I won't spend much time on the recipe part of this. I simply brined the chicken for 90 minutes, and then applied some rub I had on hand. Pretty much any rub will do because the real star of this performance is the juiciness provided by the rotisserie process, combined with the flavor of the smoke (I used hickory).
Here is a picture of the overall layout (yes, the chicken is too small -- it's all Safeway had that evening).
As you can see (lower left corner) I have already started the AMNPS, using only the heat gun.
I need to upload a short video tutorial of how I use just the heat gun to start the AMNPS. With pellets, I have found that I can start the pellets faster, and have had no problems with them going out, once I figured out how to start the chips using only the heat gun, without any torch. Using just the heat gun you not only can light the pellets, but you can give ALL the pellets a nice pre-heat and drying out.
Note that the BBQ drip tray is pulled out and is lying on top of a trash bin. The AMNPS fits perfectly into the bottom of this tray. I scraped out all the old crud, down into the trash bin, before putting the AMNPS into that tray. Here is what the AMNPS looks like, in the BBQ drip tray:
The AMNPS gets all the air it needs, and is not affected by the intense heat of the flames, the way it would be if you put it next to the food, even if it was not directly over the flames.
To keep the chicken fat from dripping directly down onto the AMNPS, I use a drip pan under the chicken. I'd use this anyway, even without the smoker in the main Weber drip pan:
Then, here is the Weber drip tray and AMNPS, pushed in about halfway into the BBQ.

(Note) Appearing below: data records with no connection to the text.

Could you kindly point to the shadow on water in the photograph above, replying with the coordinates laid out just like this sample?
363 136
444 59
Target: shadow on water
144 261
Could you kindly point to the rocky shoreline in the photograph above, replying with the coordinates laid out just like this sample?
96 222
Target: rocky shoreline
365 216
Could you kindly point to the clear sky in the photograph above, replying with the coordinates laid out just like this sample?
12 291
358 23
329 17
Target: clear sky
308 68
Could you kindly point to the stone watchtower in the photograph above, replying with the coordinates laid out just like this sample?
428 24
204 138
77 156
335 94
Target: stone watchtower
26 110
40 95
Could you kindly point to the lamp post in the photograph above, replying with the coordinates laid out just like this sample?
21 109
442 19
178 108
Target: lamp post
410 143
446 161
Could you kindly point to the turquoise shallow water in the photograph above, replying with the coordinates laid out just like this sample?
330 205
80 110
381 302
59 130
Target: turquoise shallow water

As soon as I pushed it in the rest of the way, the smoke you see going up the outside of the BBQ instead traveled up through the BBQ.
Like all my rotisserie cooks, I turn off all but the front burner (this old model has the burners front, back, and center, rather than right to left). I adjusted the gas output until the BBQ chamber temperature stabilized at 300 degrees. I cooked this small chicken for about ninety minutes (which is why you saw so few pellets in the AMNPS).
I stupidly forgot to take a picture of the final result, but the chick looked absolutely marvelous, and tasted better than any rotisserie chicken I've done since I got the rotisserie back around the start of the millennium.
What would I do differently the next time? Only one thing: more smoke. Each row of the AMNPS burns for a little less then three hours. I knew the chicken would only cook for about 90 minutes, so I filled 1/2 of one row. However, the BBQ doesn't contain smoke quite the same way my MES does, and therefore I need more smoke. So, next time I'll fill two half rows in the AMNPS and light both. If that isn't enough, I'll light three 1/2 rows.
I hope this gives people some ideas!